Female genital cosmetic surgery

The subject of female genital cosmetic surgery (FGCS) has only recently been investigated in Australia. International medical research is also limited, with the few published articles that deal with the primary care physician’s role available from a search of journal databases such as Medline and PubMed, having been published in the UK. Timeframe restrictions were not applied in these journal searches and saturation of material was achieved in early 2015, when no new papers were discovered in either database. Overall, the search showed there was a lack of evidence-based research in the literature.

References and publications used by key authors were analysed. The works of the most commonly cited and published researchers are from the UK, Canada and the US. Their material was searched by hand. The ethical discussion papers from various countries’ colleges of obstetrics and gynaecology have also been very informative.

The range of information acquired was from sources as diverse as mainstream media, documentary programs, ethical and feminist publications, case studies and surveys by plastic surgeons, public discussion forums and web-based platforms. Exploration of online marketing of FGCS, available surgical procedures and discussions in women’s magazines were also considered. FGCS raises many issues for the general practitioner (GP) and other health professionals, as well as the broader community.

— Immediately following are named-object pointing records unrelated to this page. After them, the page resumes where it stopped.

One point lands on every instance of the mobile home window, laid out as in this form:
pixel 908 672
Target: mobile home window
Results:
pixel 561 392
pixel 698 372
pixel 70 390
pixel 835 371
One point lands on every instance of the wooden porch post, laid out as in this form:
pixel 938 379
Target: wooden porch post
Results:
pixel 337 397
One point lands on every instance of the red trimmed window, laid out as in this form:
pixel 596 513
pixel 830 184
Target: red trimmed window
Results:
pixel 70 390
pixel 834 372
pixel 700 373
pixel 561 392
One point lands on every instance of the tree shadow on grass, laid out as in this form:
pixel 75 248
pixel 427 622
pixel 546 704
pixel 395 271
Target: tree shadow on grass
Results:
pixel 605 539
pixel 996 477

Some compare FGCS procedures to female genital mutilation/cutting (FGM/C). The World Health Organization (WHO) defines FGM/C as ‘all procedures involving partial or total removal of the external female genitalia or other injury to the female genital organs whether for cultural, religious or non-therapeutic reasons’.

Given the paucity of quality evidence in the area of FGCS, all recommendations in this document should be considered at National Health and Medical Research Council (NHMRC) practice-point level.